Beispiel: am Montag wird die Promotion um 6 Uhr 25, 7 Uhr 10, 7 Uhr 55 und 8 Uhr 30 moderativ geteast, Dienstag um 6 Uhr 5, 6 Uhr 40, 7 Uhr 25 und 8 Uhr 10.

Eine gute Major Promotion läuft sowieso mindestens sechs oder acht Wochen. Jeder P1 oder P2 kommt in dieser Zeit ausreichend mit dem Spiel in Kontakt.

Und: Statt der klassischen Promo-Plätze zu Beginn der Werbeblöcke (Murmeltiereffekt) wären kurze Ramppromos in der Fläche eine Alternative. Diese können dann durch die Stunde wandern.
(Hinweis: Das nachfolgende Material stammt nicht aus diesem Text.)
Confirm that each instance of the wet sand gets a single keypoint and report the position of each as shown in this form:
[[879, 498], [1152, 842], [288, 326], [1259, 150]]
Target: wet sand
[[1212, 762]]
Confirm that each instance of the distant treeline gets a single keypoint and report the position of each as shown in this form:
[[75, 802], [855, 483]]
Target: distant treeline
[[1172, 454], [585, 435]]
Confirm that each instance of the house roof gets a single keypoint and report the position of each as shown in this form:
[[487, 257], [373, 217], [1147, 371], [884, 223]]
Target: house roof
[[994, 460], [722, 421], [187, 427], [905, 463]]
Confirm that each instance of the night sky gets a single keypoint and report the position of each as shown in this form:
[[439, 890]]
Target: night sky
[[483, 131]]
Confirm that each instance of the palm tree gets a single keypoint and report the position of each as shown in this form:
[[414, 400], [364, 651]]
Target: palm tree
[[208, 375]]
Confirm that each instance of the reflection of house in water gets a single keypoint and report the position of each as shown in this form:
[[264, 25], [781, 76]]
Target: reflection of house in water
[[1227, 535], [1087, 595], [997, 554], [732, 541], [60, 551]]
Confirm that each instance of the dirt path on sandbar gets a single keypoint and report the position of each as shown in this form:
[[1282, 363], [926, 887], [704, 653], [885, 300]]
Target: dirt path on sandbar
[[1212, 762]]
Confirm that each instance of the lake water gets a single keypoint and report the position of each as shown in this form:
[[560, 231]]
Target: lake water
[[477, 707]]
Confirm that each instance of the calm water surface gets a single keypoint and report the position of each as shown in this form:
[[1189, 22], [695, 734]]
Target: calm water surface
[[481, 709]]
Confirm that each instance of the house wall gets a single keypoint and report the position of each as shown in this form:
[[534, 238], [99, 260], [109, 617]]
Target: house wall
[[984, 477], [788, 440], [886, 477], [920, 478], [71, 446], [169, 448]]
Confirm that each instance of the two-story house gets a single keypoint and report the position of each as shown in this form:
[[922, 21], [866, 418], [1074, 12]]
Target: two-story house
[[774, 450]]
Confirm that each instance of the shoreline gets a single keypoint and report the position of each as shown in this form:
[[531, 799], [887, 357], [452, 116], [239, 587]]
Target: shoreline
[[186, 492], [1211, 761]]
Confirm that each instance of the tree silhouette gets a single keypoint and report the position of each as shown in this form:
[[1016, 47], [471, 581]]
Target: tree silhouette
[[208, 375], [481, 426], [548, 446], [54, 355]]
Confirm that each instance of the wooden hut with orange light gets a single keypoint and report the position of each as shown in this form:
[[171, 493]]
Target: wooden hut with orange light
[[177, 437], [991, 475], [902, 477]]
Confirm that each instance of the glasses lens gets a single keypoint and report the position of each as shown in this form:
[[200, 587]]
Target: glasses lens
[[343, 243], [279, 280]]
Dazu kommt, dass jeder Sender mehr als ein Kommunikationsziel hat und ein Gewinnspiel nicht auf Platz 1 der Dinge stehen sollte, die die Zielgruppe über den Sender lernen soll. Hintergrund: obwohl Gewinnspiele im Relevanz-Ranking weit hinten stehen, stehen sie bei einigen Sendern im Kommunikations-Ranking auf einer Stufe mit Musik und Morgenshow. Statt die Aktion zweimal pro Stunde zu kommunizieren, sind zwei Nennungen in 90 Minuten vielleicht auch ausreichend…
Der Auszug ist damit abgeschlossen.